To the best of our knowledge, these results constitute the first direct experimental correlation of MXene surface chemistry and electronic conductivity. Previous DFT studies have predicted that termination of Ti3C2Tx and Ti3CNTx with –OH, –F and/or =O significantly alters the electronic states near EF7,43,55,56,66. For non-terminated Ti3C2 and Ti3CN, DFT predicts a local maximum in the DOS at EF, but with complete surface functionalization, the DOS(EF) is greatly reduced. Consequently, surface functionalization may alter the electronic resistance through a decrease the carrier concentration, n. To test the validity of this proposed mechanism, we analyzed the concurrent changes in the Ti3C2Tx and Ti3CNTx resistance and dR/dT with in situ annealing. We assume that the metallic intra-flake conductivity of these MXenes can be described by the Drude equation, and that over the temperature range of our in situ TEM experiments, electron-phonon scattering is approximately linear in temperature (Fig. 1)76,77. With these assumptions, the Drude equation predicts that an increase in n with annealing will produce a proportional decrease in the resistance and dR/dT, i.e., ΔR∝ΔdR/dT∝(n1/n2−1), where n1 and n2 are the carrier concentrations before and after annealing, respectively (Supplementary Note 1). To visualize this behavior, we define η as the ratio of the proportional change in the RT dR/dT to the proportional change in the RT resistance for a given annealing step. A value of η = 1 is predicted for a change in resistance driven solely by a change in the intra-flake carrier concentration. For annealing Ti3C2Tx and Ti3CNTx at high temperatures, η ~ 1, supporting the claim that surface de-functionalization increases the MXene conductivity through an increase in n (Fig. 4).

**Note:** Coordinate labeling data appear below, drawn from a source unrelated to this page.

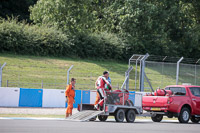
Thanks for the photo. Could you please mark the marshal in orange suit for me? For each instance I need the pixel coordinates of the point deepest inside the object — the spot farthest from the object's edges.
(70, 95)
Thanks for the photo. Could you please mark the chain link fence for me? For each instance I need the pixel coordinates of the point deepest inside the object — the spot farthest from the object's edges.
(161, 71)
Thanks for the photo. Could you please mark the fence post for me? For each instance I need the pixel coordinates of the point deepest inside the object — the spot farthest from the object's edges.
(42, 84)
(1, 72)
(177, 69)
(142, 69)
(68, 73)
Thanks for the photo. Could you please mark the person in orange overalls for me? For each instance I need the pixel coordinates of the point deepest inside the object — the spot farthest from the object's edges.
(70, 95)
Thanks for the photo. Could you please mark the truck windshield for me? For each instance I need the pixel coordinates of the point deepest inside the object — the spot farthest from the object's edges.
(177, 90)
(195, 91)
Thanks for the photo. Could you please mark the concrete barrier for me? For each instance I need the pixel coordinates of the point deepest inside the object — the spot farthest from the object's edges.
(9, 97)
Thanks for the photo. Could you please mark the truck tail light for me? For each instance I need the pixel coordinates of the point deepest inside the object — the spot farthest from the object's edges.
(169, 100)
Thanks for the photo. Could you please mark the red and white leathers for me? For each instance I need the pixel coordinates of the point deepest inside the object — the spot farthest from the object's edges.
(102, 84)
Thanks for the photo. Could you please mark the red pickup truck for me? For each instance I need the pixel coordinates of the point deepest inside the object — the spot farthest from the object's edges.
(182, 101)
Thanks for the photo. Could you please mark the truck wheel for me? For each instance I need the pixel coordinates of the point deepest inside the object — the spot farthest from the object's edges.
(157, 118)
(130, 116)
(195, 119)
(119, 115)
(184, 115)
(102, 117)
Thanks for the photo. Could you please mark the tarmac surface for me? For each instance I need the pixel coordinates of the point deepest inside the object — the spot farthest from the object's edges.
(64, 126)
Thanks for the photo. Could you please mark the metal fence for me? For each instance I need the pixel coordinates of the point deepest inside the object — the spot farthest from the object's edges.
(42, 77)
(161, 71)
(165, 71)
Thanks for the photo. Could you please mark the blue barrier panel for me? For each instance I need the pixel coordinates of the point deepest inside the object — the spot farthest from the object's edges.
(30, 97)
(77, 98)
(86, 97)
(132, 96)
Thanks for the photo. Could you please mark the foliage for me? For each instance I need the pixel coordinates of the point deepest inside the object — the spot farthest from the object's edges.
(16, 8)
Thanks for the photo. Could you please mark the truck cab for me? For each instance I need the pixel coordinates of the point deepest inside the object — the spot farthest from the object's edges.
(182, 101)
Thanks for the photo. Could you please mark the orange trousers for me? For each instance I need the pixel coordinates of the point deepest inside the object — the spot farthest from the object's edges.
(97, 99)
(70, 105)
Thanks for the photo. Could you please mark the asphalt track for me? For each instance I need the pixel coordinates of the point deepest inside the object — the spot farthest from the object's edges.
(63, 126)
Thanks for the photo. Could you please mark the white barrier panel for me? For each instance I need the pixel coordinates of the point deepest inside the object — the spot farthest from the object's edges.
(9, 97)
(93, 95)
(53, 98)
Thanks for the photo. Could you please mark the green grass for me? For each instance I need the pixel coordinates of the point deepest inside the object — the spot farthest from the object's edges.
(32, 71)
(32, 115)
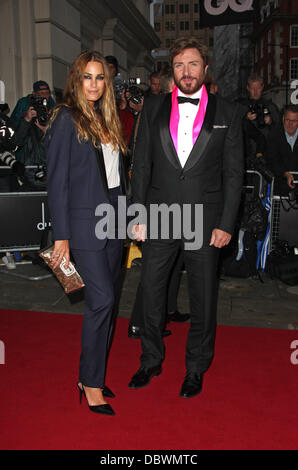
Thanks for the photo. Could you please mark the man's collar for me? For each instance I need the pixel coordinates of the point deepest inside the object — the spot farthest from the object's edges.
(197, 94)
(294, 136)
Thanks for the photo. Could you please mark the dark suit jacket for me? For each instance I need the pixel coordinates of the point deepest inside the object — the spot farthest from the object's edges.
(213, 173)
(76, 184)
(280, 156)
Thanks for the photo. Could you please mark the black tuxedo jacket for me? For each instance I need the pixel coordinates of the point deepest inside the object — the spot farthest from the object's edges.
(279, 154)
(213, 173)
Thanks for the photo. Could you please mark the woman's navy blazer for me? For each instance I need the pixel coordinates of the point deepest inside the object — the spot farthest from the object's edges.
(76, 184)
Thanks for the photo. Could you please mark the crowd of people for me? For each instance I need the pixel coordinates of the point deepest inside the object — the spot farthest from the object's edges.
(177, 142)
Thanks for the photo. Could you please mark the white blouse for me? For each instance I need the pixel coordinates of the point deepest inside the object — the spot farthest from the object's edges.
(111, 159)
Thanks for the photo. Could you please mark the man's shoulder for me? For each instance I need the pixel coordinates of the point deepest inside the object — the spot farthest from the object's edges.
(223, 105)
(154, 101)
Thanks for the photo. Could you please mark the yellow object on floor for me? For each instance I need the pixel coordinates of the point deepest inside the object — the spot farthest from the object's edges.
(133, 252)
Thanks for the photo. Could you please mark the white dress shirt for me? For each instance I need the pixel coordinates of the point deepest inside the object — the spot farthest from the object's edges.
(187, 115)
(111, 159)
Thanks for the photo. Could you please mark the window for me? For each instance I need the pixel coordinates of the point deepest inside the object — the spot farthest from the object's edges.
(269, 72)
(269, 41)
(293, 69)
(183, 8)
(184, 25)
(294, 35)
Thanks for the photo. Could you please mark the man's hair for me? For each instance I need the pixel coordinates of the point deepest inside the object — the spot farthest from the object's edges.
(293, 108)
(191, 42)
(255, 78)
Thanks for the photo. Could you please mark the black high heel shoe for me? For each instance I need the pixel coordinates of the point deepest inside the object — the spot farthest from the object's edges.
(105, 409)
(107, 392)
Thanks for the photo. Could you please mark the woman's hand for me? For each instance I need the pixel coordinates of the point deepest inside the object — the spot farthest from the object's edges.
(61, 249)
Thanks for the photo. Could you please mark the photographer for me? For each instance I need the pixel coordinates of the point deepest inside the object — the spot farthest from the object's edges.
(29, 134)
(282, 151)
(259, 117)
(263, 113)
(40, 90)
(8, 146)
(130, 106)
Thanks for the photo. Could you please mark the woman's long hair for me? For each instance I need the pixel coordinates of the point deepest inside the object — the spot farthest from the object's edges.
(101, 123)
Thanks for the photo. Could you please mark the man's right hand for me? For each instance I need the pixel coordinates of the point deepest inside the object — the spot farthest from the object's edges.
(31, 113)
(139, 232)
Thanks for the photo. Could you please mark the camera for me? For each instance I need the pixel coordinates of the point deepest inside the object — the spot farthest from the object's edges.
(261, 111)
(136, 94)
(293, 194)
(7, 134)
(41, 106)
(40, 174)
(260, 165)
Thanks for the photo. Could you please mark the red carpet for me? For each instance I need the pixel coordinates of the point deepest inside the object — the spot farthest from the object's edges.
(249, 397)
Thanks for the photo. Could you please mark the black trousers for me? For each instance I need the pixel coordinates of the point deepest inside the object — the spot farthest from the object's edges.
(99, 270)
(137, 316)
(201, 267)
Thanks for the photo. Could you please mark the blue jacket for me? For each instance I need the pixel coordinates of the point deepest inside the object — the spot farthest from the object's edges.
(76, 184)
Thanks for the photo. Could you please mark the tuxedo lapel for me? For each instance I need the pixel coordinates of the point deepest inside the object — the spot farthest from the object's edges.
(204, 136)
(165, 135)
(102, 169)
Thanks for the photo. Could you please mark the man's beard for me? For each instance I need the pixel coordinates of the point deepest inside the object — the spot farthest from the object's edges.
(189, 88)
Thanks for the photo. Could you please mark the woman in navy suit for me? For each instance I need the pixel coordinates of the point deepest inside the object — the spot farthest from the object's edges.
(85, 168)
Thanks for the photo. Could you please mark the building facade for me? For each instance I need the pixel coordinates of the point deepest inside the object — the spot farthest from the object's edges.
(176, 18)
(41, 38)
(276, 48)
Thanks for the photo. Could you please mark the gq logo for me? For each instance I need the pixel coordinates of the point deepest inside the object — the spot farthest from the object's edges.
(222, 6)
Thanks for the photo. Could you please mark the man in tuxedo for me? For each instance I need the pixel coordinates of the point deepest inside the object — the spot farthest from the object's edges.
(188, 153)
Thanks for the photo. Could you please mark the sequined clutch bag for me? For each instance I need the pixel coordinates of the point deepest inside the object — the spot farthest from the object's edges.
(69, 277)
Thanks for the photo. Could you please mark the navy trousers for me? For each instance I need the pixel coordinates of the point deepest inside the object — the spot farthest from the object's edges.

In contrast to the η ~ 1 behavior for high temperature annealing, η is negative for annealing Ti3C2Tx and Ti3CNTx at low temperatures (η < 0 reflects a decrease in resistance and an increase in dR/dT). As we describe in Supplementary Note 1, a negative value of η is inconsistent with a change to the intra-flake metallic conductivity driven by, e.g., a change in n, effective electron mass, or defect density. However, a negative value of η can be explained by a decrease in the insulating inter-flake resistance, assuming that the inter-flake and intra-flake resistances act in series. Thus, the observed transition from negative to positive η is indicative of a transition from control over the inter-flake resistance (due to low temperature annealing and de-intercalation) to control over the intra-flake resistance (due to high temperature annealing and surface de-functionalization). For Mo2TiC2Tx and Ti3CNTx(TBA+), η < 0 for all annealing temperatures, suggesting that residue from the TBA+ decomposition continues to affect the MXene inter-flake resistance even after annealing at >500 °C (Supplementary Figure 5).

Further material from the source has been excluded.